The Joint Educator Evaluation Committee  needs to review JPAS and communicate with stakeholders.  Districts should "recognize" great teaching and have "consequences" for poor teaching.  Concern about districts only using a summative evaluation (JPAS observation) and not following through with the formative evaluation (JPAS interim) to help support teachers who need help.  There must also be an annual rating (federal requirement) of Highly Effective, Effective, or Ineffective.  Linda hopes an interview part can be added.  Research shows that having a third party evaluator can provide a more valid evaluation.

Three pieces in annual rating include measures of instructional quality (i.e. JPAS), evidence of student growth (i.e. benchmark tests), and parent and student input (i.e. unknown survey).  Districts can define other factors to add to the annual rating.  There is also an administrator version.  The State Board requires all licensed professionals receive a rating, except for superintendents.  The next couple of years are going to be hard as we make this transition.

Educator Day on the Hill will be held on Fridays throughout the Legislative Session. 

In the upcoming legislative battles, we will need all members to do ONE thing they have never done before.  See this video on the difference one degree can make.  You can make the difference.  Key issues in education include:
  • attacks on collective bargaining
  • eliminate payroll deduction for association dues
  • public education employment reform
  • orderly termination
  • TABOR (taxpayer bill of rights)
  • tuition tax credits (vouchers)
  • merit pay
  • tenure
  • evaluation
  • school board governance
  • public education funding
  • parent trigger (majority of parents could vote to change school into a charter)
One way to help the association be proactive in breaking the view that UEA protects bad teacher is to start a Peer Assistance Review (PAR) program.  The UEA Board will look at sending a bill to the legislature about PAR in an effort to police our own teaching ranks, raising the bar on professionalism.

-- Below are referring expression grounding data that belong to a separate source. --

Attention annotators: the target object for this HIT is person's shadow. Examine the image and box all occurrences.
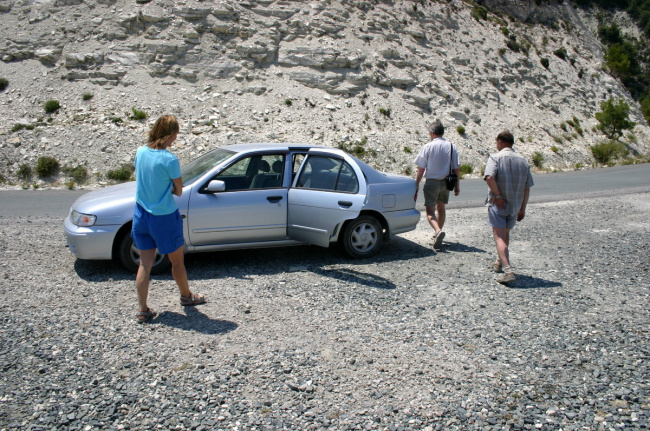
[148,307,238,334]
[502,274,562,289]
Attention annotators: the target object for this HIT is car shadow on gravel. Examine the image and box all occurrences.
[435,241,488,254]
[149,307,238,334]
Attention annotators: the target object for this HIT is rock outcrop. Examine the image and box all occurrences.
[0,0,648,186]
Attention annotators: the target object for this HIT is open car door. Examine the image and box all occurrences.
[287,149,367,247]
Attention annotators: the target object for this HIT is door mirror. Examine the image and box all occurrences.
[205,180,226,193]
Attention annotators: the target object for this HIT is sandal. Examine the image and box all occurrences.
[136,308,157,323]
[180,291,206,306]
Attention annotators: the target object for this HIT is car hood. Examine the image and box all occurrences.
[70,182,136,225]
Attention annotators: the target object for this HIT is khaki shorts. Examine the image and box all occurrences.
[423,178,449,207]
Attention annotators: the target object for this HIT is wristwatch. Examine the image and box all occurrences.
[495,195,502,199]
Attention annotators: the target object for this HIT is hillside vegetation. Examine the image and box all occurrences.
[0,0,648,188]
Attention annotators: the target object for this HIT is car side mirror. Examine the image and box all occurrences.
[205,180,226,193]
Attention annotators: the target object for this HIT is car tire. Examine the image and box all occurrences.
[341,215,383,259]
[117,233,170,274]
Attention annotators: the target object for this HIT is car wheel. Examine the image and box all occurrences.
[117,233,170,274]
[341,215,383,258]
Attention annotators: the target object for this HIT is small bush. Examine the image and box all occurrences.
[531,151,544,168]
[66,180,75,190]
[11,124,26,133]
[111,117,123,124]
[35,156,60,178]
[16,164,32,181]
[471,6,488,21]
[379,107,391,117]
[403,146,412,153]
[456,125,466,135]
[540,58,550,69]
[106,164,134,182]
[284,99,293,106]
[44,99,60,114]
[459,164,473,175]
[591,141,626,164]
[0,173,5,183]
[551,145,559,153]
[82,93,94,101]
[0,77,8,91]
[130,108,147,121]
[560,122,567,132]
[62,165,88,183]
[498,47,507,57]
[404,166,412,176]
[553,47,567,60]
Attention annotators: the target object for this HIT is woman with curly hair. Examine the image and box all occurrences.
[131,115,206,322]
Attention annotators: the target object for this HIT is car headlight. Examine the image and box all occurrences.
[70,210,97,227]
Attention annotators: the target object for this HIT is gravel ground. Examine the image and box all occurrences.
[0,193,649,431]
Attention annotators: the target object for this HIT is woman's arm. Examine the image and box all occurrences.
[171,177,183,197]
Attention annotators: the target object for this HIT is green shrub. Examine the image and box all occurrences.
[379,107,391,117]
[44,99,60,113]
[284,99,293,106]
[498,47,507,57]
[130,108,147,121]
[553,47,567,60]
[0,77,8,91]
[106,164,134,182]
[62,165,88,183]
[531,151,544,168]
[16,164,32,181]
[82,93,93,101]
[66,180,75,190]
[551,145,559,153]
[501,27,509,36]
[591,141,627,164]
[459,164,473,175]
[35,156,60,177]
[471,6,488,21]
[403,146,412,153]
[641,94,650,123]
[540,58,550,69]
[111,117,123,124]
[595,97,636,140]
[404,166,412,176]
[559,122,567,132]
[456,125,466,135]
[11,124,26,133]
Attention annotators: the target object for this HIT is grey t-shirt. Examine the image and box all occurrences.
[484,147,534,216]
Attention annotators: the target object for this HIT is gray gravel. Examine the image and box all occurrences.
[1,193,649,430]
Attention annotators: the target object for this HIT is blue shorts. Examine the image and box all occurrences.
[131,203,184,255]
[487,204,516,229]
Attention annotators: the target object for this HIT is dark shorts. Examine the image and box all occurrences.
[131,203,184,255]
[487,204,516,229]
[423,178,449,207]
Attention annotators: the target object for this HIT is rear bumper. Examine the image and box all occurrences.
[63,216,121,260]
[385,208,421,235]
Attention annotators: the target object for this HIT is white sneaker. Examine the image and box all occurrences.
[433,230,445,249]
[496,272,516,283]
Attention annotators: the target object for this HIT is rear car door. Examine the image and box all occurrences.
[287,149,367,247]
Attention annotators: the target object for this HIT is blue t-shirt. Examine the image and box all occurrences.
[134,146,181,215]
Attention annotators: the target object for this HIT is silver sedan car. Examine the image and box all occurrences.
[64,144,420,273]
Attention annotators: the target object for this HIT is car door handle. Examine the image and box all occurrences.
[267,196,283,202]
[338,201,353,208]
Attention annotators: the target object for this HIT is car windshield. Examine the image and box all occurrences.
[181,148,236,186]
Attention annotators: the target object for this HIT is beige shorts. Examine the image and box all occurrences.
[423,178,449,207]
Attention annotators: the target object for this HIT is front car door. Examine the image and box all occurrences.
[287,149,367,247]
[186,152,288,246]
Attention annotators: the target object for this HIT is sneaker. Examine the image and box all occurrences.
[433,230,445,249]
[493,259,502,273]
[496,272,516,284]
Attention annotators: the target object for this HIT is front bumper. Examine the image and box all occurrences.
[63,216,122,260]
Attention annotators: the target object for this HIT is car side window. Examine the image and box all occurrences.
[296,155,359,193]
[216,154,285,191]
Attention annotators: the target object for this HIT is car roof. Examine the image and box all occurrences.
[221,143,330,153]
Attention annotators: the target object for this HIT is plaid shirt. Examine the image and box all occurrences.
[484,148,534,216]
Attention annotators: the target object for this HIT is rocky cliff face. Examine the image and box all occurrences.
[0,0,648,186]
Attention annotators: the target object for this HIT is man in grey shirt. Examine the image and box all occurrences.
[484,131,534,283]
[414,120,460,250]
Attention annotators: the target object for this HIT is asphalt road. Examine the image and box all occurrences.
[0,163,649,218]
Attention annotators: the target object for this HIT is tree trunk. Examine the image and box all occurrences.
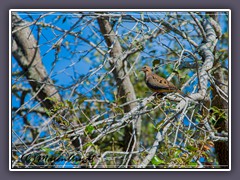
[212,68,229,168]
[12,12,80,149]
[97,17,141,160]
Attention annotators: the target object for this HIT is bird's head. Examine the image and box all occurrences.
[141,66,152,73]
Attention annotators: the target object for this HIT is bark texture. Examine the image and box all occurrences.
[12,13,62,108]
[12,13,80,149]
[212,68,229,168]
[97,17,141,156]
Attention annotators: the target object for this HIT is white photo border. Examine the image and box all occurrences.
[9,9,231,171]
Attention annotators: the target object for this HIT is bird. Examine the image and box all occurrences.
[141,65,182,94]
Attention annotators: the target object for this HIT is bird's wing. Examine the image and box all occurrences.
[146,73,177,91]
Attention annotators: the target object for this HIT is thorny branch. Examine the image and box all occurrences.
[11,11,229,169]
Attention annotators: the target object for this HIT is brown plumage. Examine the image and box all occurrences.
[141,66,182,94]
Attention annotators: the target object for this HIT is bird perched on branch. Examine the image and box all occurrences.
[141,65,182,95]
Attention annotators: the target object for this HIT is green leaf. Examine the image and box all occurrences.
[173,150,182,158]
[195,118,200,123]
[83,142,94,150]
[41,147,54,155]
[152,59,160,67]
[65,100,73,109]
[186,145,198,152]
[188,162,198,168]
[185,130,194,135]
[85,125,95,134]
[151,155,165,165]
[78,96,87,106]
[156,120,164,130]
[45,108,51,116]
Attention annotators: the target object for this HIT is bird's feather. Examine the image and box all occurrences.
[146,73,177,91]
[142,65,182,94]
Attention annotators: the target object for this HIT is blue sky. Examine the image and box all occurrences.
[11,12,229,167]
[12,10,229,128]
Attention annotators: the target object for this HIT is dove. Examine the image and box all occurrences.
[141,65,182,94]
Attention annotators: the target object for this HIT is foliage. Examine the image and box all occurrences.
[11,11,229,169]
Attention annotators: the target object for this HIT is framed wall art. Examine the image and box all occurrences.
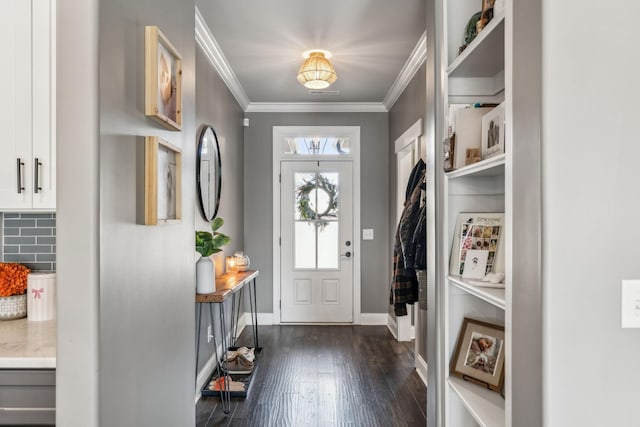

E-Z pay dues transition from payroll deduction to electronic fund transfer (EFT) for payment of dues.  AR's will be trained on how to "flip" to E-Z pay at the meeting on November 16.  Another option will be to pay by credit card.  E-Z pay will come out of your account on the third of the month starting in October 2012.  This program will force JEA to go from 12 payment to 10 payments, causing an increase in the monthly amount from October to July with no dues withdrawl in  August or September.